Imir has children, much like Buri.

It is stated that as Imir slept, he would perspire due to the heat emitted by Muspelheim; two droplets of perspiration dropped from his arm, generating one male and female jotunn, and he created a six-headed son from his legs.

The male and female children of Imir would breed, giving rise to the next generation of frost jotnar.

Surt, a wicked flaming monster that descended down to Muspelheim, was likewise sweated out by Imir, whose heat made Surt feel welcome.

Surt would go on to dominate Muspelheim and the other fire giants who would be born in subsequent generations.

Buri’s son, Borr, married Bestla and had three boys.

Bestla’s three sons were regarded as gods, and they were named Odin, Vili, and Ve.

Centuries passed, and Imir had become the father and ruler of a frost giant army.

Imir and his army were seen as exceedingly cruel and nasty, and as a result, Bestla and Borr’s three sons plotted to remove Imir and all those who followed him.

Odin and his two brothers completed their search and killed Imir. Many scholars argue that Odin and his brothers killed Imir to utilize his body remains to build other planets; others argue that they killed Imir because he was an evil spirit in the universe.

It is told that when Odin and his brothers murdered Imir, the monster spat out so much blood that it drowned all but two of the jotnar.

Bergelmir and Imir’s wife, whose name is unknown, were the only two surviving frost jotnar. These surviving frost jotnar would repopulate the Aesir gods.

Odin, Vili, and Ve buried Imir’s body in the heart of Ginnungagap and then used the rest of Imir’s rotting flesh to build Midgard.

The brothers used Imir’s flesh as the world’s surface and his blood to create the oceans, seas, and rivers. Odin created the mountains from Imir’s bones and teeth.

The brothers created the sky by placing Imir’s skull above the new land of Midgard and using his brains to produce clouds.

Every component of Imir’s body contributed to the creation of Midgard, which eventually became home to humans and animals. 

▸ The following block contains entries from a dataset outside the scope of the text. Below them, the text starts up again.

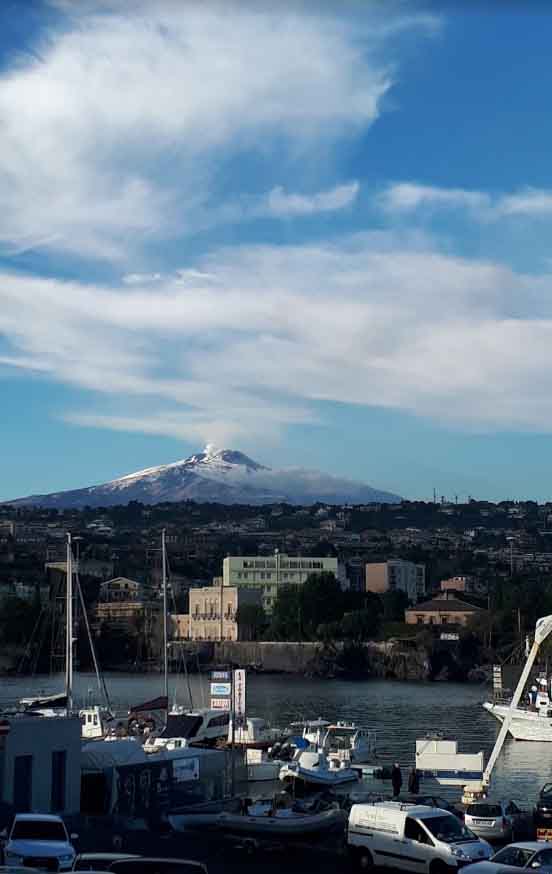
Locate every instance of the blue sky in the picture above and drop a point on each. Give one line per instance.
(319, 235)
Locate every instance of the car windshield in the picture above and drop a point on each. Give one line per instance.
(38, 830)
(484, 810)
(518, 856)
(448, 828)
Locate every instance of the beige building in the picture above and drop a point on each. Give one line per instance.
(214, 611)
(444, 609)
(120, 589)
(396, 575)
(121, 605)
(266, 573)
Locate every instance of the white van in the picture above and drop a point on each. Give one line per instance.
(412, 837)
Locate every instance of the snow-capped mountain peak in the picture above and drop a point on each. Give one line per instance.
(225, 476)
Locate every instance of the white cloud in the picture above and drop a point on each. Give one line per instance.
(113, 129)
(408, 196)
(405, 197)
(369, 319)
(282, 204)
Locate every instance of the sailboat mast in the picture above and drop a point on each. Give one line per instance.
(69, 628)
(165, 630)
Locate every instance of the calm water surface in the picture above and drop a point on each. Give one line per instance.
(398, 712)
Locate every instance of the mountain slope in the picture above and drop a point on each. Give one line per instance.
(220, 476)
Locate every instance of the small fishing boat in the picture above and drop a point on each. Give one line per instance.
(275, 818)
(437, 757)
(359, 742)
(314, 769)
(254, 734)
(260, 767)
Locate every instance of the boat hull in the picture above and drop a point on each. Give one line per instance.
(262, 826)
(524, 724)
(324, 778)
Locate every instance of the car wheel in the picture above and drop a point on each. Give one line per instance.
(361, 858)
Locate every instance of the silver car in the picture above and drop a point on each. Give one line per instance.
(494, 820)
(527, 854)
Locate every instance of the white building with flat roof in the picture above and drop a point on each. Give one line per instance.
(269, 572)
(396, 575)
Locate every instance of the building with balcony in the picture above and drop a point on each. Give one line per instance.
(267, 573)
(444, 609)
(214, 611)
(396, 575)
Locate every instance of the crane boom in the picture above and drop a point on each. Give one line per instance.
(542, 630)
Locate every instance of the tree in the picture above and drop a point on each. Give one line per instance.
(286, 614)
(321, 601)
(251, 621)
(360, 626)
(394, 603)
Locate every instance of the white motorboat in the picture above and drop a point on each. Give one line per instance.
(314, 769)
(311, 730)
(360, 743)
(201, 727)
(525, 724)
(255, 734)
(437, 757)
(261, 768)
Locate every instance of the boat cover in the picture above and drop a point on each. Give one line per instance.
(160, 703)
(99, 755)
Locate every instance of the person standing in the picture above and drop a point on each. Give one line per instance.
(414, 781)
(396, 779)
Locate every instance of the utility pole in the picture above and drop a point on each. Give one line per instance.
(69, 628)
(165, 627)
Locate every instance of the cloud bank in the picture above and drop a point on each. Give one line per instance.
(407, 197)
(263, 334)
(114, 130)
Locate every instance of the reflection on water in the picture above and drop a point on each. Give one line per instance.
(398, 712)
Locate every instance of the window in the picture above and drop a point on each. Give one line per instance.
(59, 761)
(414, 832)
(516, 856)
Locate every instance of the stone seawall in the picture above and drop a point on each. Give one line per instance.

Due to its placement in the universe, Midgard was put in the center of Yggdrasil land and is commonly referred to as Middle Earth.

Imir’s remnants were entirely exploited, and Midgard was complete; but, Odin and his brothers understood that the jotnar would seek vengeance for what had happened to their king and father, and so they identified jotnar as a danger to the Aesir and humanity.

To counteract this, Imir’s brows were used to build a defensive wall that ringed Midgard and kept this new realm secure from jotnar attacks.

Odin, Vili, and Ve were overjoyed with their new realm and decided they wanted to bring it to life by creating new people and creatures to inhabit Midgard. 

Odin and his brothers then created the first man and woman, known as Ask and Embla. 

They came to life as a consequence of being carved out of the branches of trees in Midgard by the brothers.

Odin and his brothers went on to establish six additional worlds, bringing the universe’s total number of realms to nine. 

Odin, Vili, and Ve dwelt in Asgard, and the Aesir gods’ kingdom was born.

Vili and Ve vanished and were no longer referenced as the tales developed. Nonetheless, Odin went on to become the head and king of the Aesir.

Odin wedded Frigg, the fertility, marriage, and family goddess. Odin rose to become the All-Father of the Norse universe, as well as the most powerful deity of all.